Review: Alter Boy at Freo.Social
Alter Boy at Freo.Social
w/ Boox Kid, Shorehaven
Friday, October 11, 2024
A lot can happen in five years. Since breakout singles Frankenstein’s Dream and Love Machine took Perth by storm in 2019, Alter Boy have endured stylistic and personnel changes that have both ‘altered’ them (sorry) and solidified their current iteration.
A phenomenal live act from the very beginning, this openly genderqueer ‘boy band’ featuring hard-of-hearing members also incorporates a live Auslan interpreter into the performance. Rather than having someone off side of stage, they have featured interpreters as dancers and performance artists, creating an aesthetic that’s all their own.
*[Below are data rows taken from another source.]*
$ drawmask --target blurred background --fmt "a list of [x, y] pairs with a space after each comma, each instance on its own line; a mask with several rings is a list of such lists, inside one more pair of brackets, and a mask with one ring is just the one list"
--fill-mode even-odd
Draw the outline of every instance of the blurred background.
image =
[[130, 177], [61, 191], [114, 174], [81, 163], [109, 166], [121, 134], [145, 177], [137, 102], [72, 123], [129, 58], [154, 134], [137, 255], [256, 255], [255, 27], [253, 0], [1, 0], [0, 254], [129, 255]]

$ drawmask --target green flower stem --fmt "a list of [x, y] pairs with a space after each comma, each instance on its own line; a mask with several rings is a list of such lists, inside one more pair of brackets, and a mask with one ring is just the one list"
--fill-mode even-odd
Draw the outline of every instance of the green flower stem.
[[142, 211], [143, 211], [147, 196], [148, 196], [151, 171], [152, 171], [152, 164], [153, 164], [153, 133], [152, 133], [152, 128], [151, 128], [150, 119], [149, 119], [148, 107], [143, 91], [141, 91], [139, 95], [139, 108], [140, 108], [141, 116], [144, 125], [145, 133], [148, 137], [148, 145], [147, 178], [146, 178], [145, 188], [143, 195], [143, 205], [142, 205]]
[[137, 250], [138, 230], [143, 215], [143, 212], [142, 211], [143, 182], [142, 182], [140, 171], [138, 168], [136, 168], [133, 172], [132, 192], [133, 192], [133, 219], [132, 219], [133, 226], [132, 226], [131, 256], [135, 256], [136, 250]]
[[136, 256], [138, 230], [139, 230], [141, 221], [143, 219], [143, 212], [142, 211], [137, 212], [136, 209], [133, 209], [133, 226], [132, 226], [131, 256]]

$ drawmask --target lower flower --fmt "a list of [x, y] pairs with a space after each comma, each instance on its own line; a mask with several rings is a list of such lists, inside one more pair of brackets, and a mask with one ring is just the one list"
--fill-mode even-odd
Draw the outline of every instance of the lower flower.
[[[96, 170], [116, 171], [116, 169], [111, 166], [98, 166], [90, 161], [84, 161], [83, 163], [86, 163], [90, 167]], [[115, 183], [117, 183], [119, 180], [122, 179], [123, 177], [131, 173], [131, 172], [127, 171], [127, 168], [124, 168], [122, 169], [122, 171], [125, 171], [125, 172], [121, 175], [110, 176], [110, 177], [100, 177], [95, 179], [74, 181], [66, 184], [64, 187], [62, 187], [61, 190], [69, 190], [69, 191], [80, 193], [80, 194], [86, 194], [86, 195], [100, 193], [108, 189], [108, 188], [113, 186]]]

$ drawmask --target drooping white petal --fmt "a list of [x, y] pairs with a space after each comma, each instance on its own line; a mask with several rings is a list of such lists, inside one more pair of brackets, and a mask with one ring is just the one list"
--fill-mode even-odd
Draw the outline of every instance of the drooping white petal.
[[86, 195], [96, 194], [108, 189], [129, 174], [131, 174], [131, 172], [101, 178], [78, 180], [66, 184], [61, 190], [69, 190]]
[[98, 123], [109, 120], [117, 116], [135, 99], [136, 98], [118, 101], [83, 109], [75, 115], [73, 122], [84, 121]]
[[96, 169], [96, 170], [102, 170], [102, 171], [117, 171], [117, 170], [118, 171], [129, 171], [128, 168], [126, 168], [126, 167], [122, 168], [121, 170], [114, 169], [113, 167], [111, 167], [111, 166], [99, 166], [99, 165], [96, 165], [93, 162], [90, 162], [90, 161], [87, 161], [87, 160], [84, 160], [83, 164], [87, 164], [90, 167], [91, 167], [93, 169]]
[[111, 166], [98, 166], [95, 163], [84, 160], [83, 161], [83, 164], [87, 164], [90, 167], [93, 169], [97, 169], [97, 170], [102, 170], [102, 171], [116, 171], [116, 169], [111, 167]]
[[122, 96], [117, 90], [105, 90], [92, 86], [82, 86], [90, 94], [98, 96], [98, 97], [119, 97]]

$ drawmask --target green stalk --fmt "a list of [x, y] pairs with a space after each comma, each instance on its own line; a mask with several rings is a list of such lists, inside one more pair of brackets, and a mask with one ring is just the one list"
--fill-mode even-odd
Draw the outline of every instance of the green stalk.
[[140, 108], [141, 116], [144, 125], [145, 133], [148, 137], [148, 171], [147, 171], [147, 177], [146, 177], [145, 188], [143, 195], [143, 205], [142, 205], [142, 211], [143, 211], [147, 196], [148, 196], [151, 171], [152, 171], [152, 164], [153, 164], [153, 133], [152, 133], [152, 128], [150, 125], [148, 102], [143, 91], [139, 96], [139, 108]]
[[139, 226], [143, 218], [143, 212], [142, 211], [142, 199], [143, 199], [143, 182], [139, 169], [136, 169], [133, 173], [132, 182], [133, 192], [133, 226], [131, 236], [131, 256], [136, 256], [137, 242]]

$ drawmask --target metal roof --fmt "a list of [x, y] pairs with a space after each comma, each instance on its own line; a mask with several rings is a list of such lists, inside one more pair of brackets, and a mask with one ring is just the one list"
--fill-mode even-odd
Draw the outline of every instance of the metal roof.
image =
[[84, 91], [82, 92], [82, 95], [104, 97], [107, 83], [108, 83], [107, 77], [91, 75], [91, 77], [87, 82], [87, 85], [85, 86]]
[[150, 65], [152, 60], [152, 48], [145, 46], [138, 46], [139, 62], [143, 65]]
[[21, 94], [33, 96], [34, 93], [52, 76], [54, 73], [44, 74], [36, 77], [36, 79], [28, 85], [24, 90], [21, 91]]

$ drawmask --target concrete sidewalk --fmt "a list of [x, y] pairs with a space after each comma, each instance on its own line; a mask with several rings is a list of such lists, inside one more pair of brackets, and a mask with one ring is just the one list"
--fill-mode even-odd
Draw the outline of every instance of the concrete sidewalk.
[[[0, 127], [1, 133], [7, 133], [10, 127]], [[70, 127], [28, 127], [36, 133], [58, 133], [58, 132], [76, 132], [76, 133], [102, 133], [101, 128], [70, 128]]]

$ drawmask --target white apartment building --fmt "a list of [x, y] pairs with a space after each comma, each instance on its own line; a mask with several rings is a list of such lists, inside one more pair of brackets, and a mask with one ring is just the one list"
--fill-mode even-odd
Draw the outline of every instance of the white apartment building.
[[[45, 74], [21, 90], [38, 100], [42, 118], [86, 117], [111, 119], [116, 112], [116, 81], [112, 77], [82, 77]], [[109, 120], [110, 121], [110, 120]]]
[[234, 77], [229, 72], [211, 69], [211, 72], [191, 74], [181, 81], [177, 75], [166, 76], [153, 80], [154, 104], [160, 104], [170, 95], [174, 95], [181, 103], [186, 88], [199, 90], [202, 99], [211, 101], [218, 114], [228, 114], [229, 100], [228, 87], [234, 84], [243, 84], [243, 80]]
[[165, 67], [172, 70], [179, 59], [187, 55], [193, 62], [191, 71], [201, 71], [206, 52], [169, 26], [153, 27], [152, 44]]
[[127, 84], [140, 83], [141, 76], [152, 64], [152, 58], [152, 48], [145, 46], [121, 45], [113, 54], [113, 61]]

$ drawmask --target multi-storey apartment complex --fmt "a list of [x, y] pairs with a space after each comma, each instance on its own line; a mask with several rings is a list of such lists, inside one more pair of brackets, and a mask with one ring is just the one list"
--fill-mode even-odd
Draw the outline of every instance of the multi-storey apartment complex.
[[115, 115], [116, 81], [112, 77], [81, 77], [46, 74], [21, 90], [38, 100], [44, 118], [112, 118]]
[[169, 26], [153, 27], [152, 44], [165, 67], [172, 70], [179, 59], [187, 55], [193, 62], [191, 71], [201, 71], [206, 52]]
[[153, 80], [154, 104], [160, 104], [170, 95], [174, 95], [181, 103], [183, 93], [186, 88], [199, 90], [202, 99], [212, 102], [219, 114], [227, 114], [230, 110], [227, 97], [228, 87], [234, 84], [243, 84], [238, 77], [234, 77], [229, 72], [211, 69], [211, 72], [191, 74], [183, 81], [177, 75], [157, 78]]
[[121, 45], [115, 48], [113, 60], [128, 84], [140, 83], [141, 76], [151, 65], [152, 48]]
For their debut album launch last Friday, the support acts were also on board. Shorehaven opened to a sparse number of early arrivals, but it wasn’t long before co-singer Hannah Gill had the crowd amping up, first with her potty-mouth signature tune Feminine and later with a cover of Paramore’s Still Into You, which along with Milly’s Car Ride closed their set, all in the jangly vein of fellow Perthians Spacey Jane. Fun.
Like Shorehaven, Boox Kid in the main support featured an AUSLAN interpreter (two in fact, taking turns), and whilst not part of his usual line-up, they got the memo and danced along enthusiastically. Aside from the obvious benefits to the hard-of-hearing community, it was a major mood lifter, and you could sense the community amongst the crowd.
The nom-de-plume of Jarred Wall, Boox Kid might’ve played the gig of his life on Friday. Taking advantage of the increased lighting and production care of Freo.Social’s impressive rig, the First Nations beatmaker captivated the crowd with his native tongue and amazing voice.
The majority of his electropop excursions were more conventional English-language tunes through the second half, veering into euphoric Coldplay territory under the spectacular lights and booming synths of standouts like Me and the Birds.
Boox Kid
Alter Boy’s Molly Priest is more of a focal point now than in the band’s early days, when they were a performance art, indie-electronic start-up. On Friday night, the only thing onstage demanding as much attention was the aforementioned production, which was first class.
With her signature body art and magnetic presence still the main visual cues, Freo.Social’s lighting and spectacular stage show accentuated the best parts of this star-in-the-making’s performance. You might miss some of the theatrical impulses and choreography of days gone by, and personally I missed the subversive Love Machine, but there are plenty of great new tracks from the album they’re launching, I Don’t Live Here Anymore, including a move towards affecting ballads.
Mercy is the most powerful of these. Priest has always been vulnerable, and there’s an emo element to plenty of their lyrics, but she’s never penned something as affecting as “There was someone who hurt me when I was young/ Show me a little mercy when we’re done.”
Alter Boy
Don’t Hurt Me (I Used to Be a Baby) and Portrait of God appeared late in the self-proclaimed “monster tracks” section of the night and were suitably huge, but perhaps the highlight came, appropriately, with Boox Kid returning to the stage for I Don’t See You as he does on the album.
(Without quite stealing the show, his set had been such a perfect support that seeing this poignant duet made for quite the exclamation mark on a wonderful night.)
In the end, those big production moves succeeded in taking Alter Boy to a new level live—a necessary step up if they’re going to become the (inter)national success story we all think they’re destined to be.
Friday night certainly felt bigger than your usual local launch and more like a tour. Whatever the future holds, theirs is a truly unique journey that, now with an album in tow, is hopefully just getting started.